23 January, 2014Mining giant Glencore Xstrata has been asked to intervene ensure the reinstatement of workers fired for forming at union at its subsidiary in Peru as well as to take steps to mitigate the chilling effect caused by the dismissals.
Says IndustriALL General Secretary Jyrki Raina: “Mega corporations like the Swiss-based Glencore Xstrata are increasingly distant from the operations they own and manage, many of which are in developing countries where weak governance gives companies plenty of opportunities for dubious dealings.”
The Compañia Minera de Antapaccay, near Cusco in Peru, is good example. The company has resorted to unfair dismissals, coercion and interference in union affairs in order to drive home its anti-union message. The fact that the company has done little to cover up its duplicity has not make its actions any less devastating.
When Xstrata took over the company, it massively reclassified 450 technicians as ‘employees of confidence’ for no other reason than to limit their right to organize and bargain collectively and to make it easier to fire them. Had the reclassification been genuine, it would mean that all 450 technicians were reporting directly to the boss on substantive issues relating to the core business of the company: Unimaginable!
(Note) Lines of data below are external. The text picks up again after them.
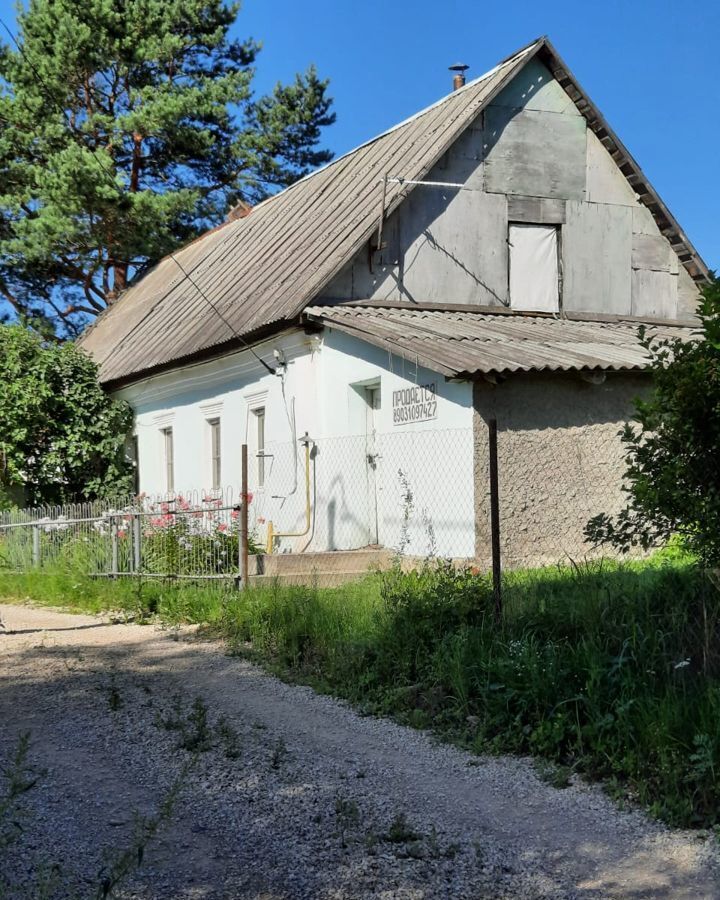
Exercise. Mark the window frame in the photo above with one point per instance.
(557, 228)
(215, 433)
(168, 446)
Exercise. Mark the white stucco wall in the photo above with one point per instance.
(322, 392)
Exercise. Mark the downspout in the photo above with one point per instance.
(271, 534)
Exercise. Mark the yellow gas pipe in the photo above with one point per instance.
(308, 518)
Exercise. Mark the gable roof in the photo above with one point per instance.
(263, 270)
(460, 343)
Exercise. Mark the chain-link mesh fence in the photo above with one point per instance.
(331, 510)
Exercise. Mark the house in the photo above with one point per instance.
(488, 259)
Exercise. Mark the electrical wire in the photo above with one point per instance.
(113, 182)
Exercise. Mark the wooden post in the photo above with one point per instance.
(114, 547)
(36, 546)
(495, 517)
(137, 538)
(244, 560)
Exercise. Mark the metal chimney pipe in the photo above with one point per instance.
(459, 77)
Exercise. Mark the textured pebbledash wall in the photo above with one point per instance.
(560, 461)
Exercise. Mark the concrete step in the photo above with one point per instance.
(335, 561)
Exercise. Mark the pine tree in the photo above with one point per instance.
(128, 127)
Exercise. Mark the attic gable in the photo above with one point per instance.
(527, 157)
(263, 270)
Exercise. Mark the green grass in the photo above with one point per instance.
(610, 670)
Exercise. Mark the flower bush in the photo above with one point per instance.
(182, 539)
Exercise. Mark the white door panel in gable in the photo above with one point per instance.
(534, 267)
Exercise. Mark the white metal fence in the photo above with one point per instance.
(334, 509)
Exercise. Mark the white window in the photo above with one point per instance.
(169, 458)
(215, 455)
(259, 414)
(534, 271)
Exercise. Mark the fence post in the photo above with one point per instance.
(137, 538)
(36, 546)
(113, 539)
(495, 517)
(244, 559)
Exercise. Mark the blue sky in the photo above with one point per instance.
(653, 68)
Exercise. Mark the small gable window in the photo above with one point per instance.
(534, 268)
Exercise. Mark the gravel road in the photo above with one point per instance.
(298, 796)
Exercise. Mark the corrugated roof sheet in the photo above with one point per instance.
(267, 267)
(457, 344)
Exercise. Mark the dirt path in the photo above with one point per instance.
(298, 798)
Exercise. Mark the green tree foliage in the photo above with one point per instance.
(126, 129)
(62, 438)
(673, 449)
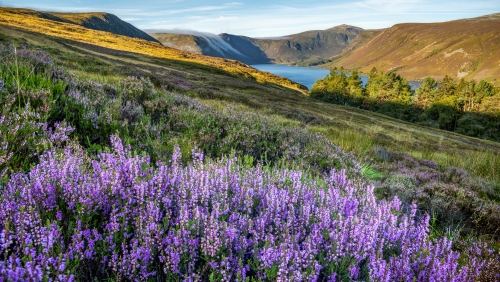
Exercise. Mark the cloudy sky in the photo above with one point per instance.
(259, 18)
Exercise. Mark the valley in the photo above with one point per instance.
(126, 159)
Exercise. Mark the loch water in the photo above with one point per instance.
(307, 75)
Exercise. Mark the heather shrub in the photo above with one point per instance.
(136, 89)
(452, 195)
(118, 217)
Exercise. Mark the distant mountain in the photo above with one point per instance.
(308, 45)
(97, 21)
(294, 48)
(467, 48)
(485, 18)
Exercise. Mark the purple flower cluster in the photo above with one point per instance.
(118, 216)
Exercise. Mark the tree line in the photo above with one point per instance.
(465, 106)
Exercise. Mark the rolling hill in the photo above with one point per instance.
(467, 48)
(309, 45)
(76, 34)
(158, 98)
(97, 21)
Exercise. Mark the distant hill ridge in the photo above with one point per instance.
(97, 21)
(315, 44)
(468, 48)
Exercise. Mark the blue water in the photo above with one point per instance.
(307, 75)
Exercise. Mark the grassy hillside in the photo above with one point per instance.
(98, 21)
(18, 18)
(315, 44)
(184, 42)
(309, 45)
(194, 115)
(460, 49)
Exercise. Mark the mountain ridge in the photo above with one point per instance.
(288, 49)
(94, 20)
(466, 48)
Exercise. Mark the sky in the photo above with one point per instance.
(261, 18)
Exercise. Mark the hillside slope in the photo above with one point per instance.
(463, 49)
(97, 21)
(223, 46)
(309, 45)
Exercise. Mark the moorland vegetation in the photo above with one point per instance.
(467, 107)
(124, 165)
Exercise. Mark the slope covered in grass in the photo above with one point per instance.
(33, 23)
(69, 106)
(461, 49)
(97, 21)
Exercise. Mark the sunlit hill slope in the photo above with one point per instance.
(462, 49)
(32, 21)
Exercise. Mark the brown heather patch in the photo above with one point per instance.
(460, 49)
(19, 18)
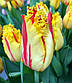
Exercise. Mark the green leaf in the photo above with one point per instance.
(53, 78)
(33, 2)
(3, 81)
(11, 66)
(48, 76)
(17, 14)
(6, 21)
(28, 75)
(44, 76)
(68, 58)
(57, 66)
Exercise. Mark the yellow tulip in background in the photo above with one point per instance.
(1, 65)
(41, 32)
(12, 42)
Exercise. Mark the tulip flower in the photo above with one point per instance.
(67, 20)
(17, 3)
(38, 38)
(0, 30)
(12, 42)
(1, 65)
(66, 2)
(55, 3)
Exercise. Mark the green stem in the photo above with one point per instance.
(33, 2)
(66, 34)
(21, 70)
(36, 77)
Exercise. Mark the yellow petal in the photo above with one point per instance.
(57, 21)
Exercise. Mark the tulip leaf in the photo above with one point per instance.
(14, 74)
(17, 14)
(3, 81)
(6, 21)
(28, 75)
(11, 66)
(32, 2)
(44, 76)
(57, 66)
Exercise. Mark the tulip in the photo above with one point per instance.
(17, 3)
(66, 2)
(55, 3)
(12, 42)
(67, 20)
(57, 27)
(38, 37)
(1, 65)
(0, 30)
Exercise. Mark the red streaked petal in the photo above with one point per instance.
(50, 24)
(9, 48)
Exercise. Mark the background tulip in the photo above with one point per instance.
(12, 42)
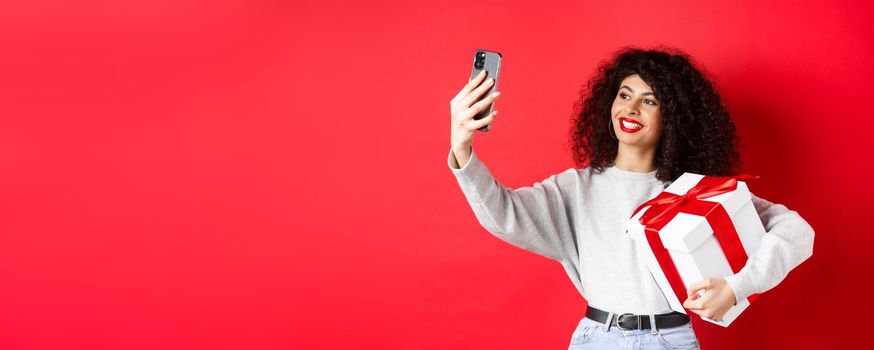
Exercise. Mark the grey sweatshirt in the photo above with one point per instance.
(577, 218)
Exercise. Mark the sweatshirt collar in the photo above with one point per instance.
(615, 172)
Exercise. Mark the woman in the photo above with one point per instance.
(646, 117)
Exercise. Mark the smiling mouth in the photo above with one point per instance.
(628, 125)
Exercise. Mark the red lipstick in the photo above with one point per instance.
(635, 125)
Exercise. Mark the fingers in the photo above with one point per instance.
(695, 287)
(472, 124)
(485, 102)
(474, 95)
(471, 83)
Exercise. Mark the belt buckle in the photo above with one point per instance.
(619, 322)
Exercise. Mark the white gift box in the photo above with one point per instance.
(692, 246)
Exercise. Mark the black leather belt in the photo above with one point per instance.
(629, 322)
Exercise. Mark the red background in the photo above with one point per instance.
(267, 174)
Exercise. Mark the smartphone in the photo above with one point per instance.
(489, 61)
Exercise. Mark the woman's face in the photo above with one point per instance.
(635, 114)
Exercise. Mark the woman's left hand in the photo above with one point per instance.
(717, 298)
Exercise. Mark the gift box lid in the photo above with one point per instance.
(686, 232)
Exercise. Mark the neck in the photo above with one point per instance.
(635, 159)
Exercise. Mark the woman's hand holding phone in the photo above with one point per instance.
(463, 110)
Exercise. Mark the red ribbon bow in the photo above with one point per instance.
(665, 206)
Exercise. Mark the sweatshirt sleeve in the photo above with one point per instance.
(787, 243)
(533, 218)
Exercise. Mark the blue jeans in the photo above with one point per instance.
(593, 335)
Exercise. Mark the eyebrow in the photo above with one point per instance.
(643, 94)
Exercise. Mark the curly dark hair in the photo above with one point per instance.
(697, 133)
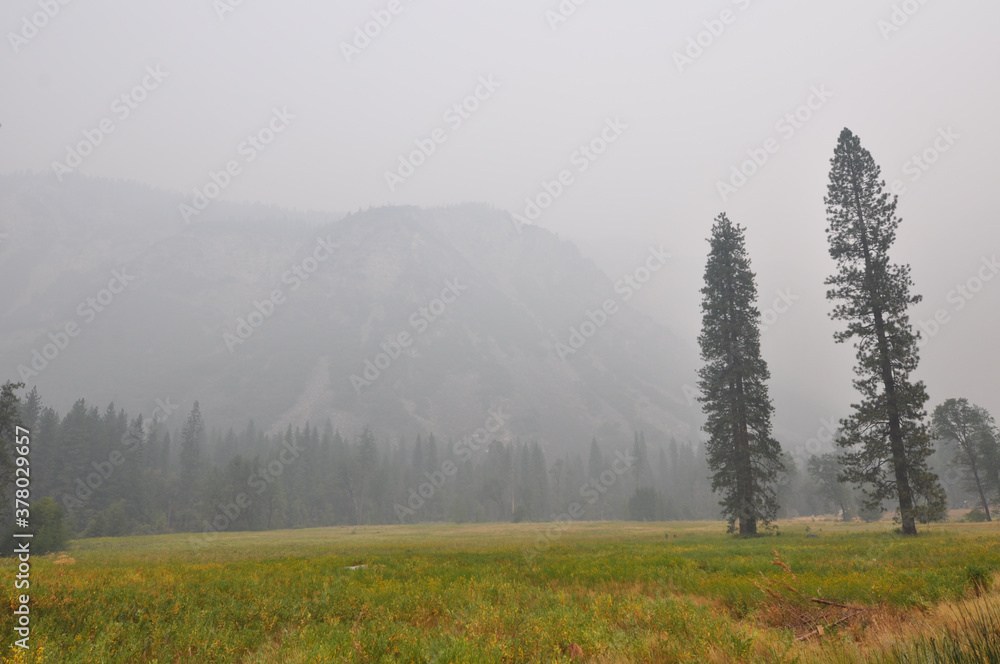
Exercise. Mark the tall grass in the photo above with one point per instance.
(972, 638)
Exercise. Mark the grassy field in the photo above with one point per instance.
(591, 592)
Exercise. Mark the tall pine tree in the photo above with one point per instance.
(886, 441)
(743, 457)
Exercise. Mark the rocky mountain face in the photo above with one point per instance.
(408, 320)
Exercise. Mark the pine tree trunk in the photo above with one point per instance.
(895, 430)
(979, 487)
(748, 521)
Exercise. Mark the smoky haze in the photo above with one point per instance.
(669, 99)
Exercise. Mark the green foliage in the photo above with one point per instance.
(743, 457)
(468, 594)
(974, 515)
(49, 526)
(885, 441)
(972, 434)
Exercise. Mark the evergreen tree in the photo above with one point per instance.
(595, 462)
(10, 407)
(825, 471)
(192, 439)
(743, 457)
(973, 431)
(886, 441)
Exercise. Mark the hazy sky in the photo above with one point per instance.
(908, 77)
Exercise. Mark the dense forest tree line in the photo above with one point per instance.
(111, 474)
(114, 474)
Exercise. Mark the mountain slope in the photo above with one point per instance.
(471, 311)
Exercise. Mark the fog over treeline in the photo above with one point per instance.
(355, 234)
(117, 474)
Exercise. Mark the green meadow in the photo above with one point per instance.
(602, 592)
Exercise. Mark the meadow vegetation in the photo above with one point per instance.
(602, 592)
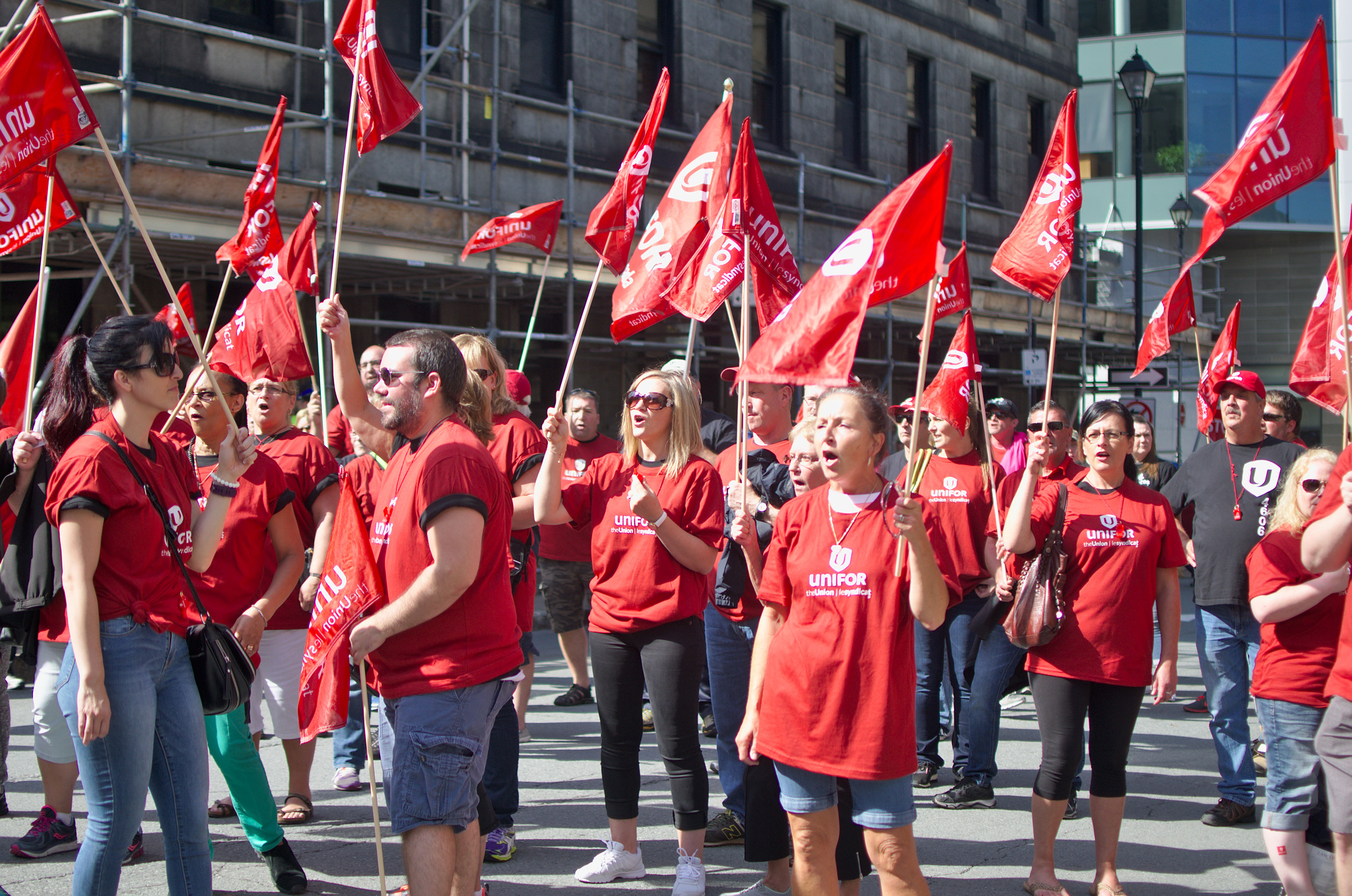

Then when a group of employees decided last month to form the Sindicato de Trabajadores Funcionarios de la Compañía Minera de Antapaccay in response to the company’s unfair treatment, the company dismissed them all, saying simply that it was ‘withdrawing its confidence’. The fact that workers with an unblemished employment record stretching back in some cases over thirty years were dismissed two days after forming a union leaves no room for doubt about the company’s true motives. But to drive home the point, management then offered to reinstate them on condition they quit the union.
Having successfully reduced the number of union members, the company then concocted a letter in their name asking for the union to be deregistered. IndustriALL has urged the labour authorities not to be duped: after all, how likely is it that former union members would make such a request – and in the form of a joint seven-page typed letter citing four different pieces of legislation, no less!
Concludes Jyrki Raina: “To CEO Ivan Glasenberg, Cusco in Peru may seem far removed from the company headquarters in Baar in Switzerland. But Glencore Xstrata must now roll up its sleeves and intervene to ensure that the internationally-recognized rights of Peruvian workers are upheld”.